The boiling point of ammonia is −33 °C while that of $\ce{HCN}$ is 25 °C. In a recent AP (Advanced Placement) Chemistry test, a free response question asked why this is the case. Can someone shine light on this?
Based on Jan's answer:
- Although the $\ce{C-H}$ bond does not usually exhibit good hydrogen bond, $\ce{H-CN}$ is a special case in which the bond is polar enough to provide better hydrogen bonding than $\ce{NH3}$. I agree with Jan on this point.
- However, Jan's explanation is for the polarity of the $\ce{H-CN}$ bond is based on $\mathrm pK_\mathrm a$ (lower $\mathrm pK_\mathrm a$ suggests higher acidity and good hydrogen bonding).
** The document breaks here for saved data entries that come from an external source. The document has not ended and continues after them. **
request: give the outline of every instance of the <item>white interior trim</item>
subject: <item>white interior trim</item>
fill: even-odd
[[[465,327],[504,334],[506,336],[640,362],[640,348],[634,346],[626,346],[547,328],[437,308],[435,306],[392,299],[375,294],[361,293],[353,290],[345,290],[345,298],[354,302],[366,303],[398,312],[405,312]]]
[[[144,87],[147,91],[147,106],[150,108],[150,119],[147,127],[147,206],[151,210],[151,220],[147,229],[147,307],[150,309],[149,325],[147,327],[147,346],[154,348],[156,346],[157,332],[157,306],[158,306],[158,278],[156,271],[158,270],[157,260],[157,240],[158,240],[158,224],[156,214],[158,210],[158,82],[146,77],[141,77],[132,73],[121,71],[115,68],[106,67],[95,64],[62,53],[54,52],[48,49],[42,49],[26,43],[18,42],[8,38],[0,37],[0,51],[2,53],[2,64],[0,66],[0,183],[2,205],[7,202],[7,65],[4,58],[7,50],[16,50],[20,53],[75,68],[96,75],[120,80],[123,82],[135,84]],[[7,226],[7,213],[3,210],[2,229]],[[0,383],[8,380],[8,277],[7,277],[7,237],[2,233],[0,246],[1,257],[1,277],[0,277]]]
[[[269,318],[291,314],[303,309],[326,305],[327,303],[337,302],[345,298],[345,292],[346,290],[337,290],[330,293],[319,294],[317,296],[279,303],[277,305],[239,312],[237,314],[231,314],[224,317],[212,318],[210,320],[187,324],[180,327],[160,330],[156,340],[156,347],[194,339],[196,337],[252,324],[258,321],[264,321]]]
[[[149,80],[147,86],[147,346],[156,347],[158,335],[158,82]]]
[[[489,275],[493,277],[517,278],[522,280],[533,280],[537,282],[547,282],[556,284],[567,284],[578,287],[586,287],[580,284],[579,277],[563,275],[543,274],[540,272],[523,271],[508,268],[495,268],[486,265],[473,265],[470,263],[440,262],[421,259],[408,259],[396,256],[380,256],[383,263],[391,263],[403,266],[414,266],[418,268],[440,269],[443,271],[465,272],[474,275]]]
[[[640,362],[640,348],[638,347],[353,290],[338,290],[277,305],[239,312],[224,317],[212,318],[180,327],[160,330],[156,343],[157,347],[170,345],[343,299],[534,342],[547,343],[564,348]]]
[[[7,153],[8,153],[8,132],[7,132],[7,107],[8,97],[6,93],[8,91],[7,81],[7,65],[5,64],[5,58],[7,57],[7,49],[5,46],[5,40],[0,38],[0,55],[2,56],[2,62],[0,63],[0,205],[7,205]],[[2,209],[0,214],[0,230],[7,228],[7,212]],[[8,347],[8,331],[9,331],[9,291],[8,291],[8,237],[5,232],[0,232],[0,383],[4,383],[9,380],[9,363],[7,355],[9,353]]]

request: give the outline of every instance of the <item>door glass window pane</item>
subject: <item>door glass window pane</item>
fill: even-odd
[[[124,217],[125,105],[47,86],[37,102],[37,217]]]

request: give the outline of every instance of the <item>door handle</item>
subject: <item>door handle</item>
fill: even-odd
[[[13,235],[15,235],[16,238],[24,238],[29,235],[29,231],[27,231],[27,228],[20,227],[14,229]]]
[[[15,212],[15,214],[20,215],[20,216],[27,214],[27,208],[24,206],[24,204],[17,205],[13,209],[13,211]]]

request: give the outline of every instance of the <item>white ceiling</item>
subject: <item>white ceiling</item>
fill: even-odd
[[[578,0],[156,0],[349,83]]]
As one user pointed out, $\mathrm pK_\mathrm a$ is only defined in aqueous solution, so stating pK$_a$ as an evidence is not suitable for the system I have which is a pure $\ce{HCN}$ liquid. In such system, $\ce{HCN}$ does not significantly dissociate. A suggestion was made on using proton affinity as the evidence for the acidity of $\ce{HCN}$.
I perceive that the answers (reasons and evidence) are mostly targeted at the chemical process of dissociation of $\ce{HCN}$. Should this question be addressed more in terms of a physical process? I mean there is little dissociation of pure-liquid $\ce{HCN}$.
What I have been thinking about is a MO picture in which the cyano group withdraws electron density from the hydrogen atom, in a similar way to how acetate group withdraws electron from the hydrogen in acetic acid. What is your thought on this?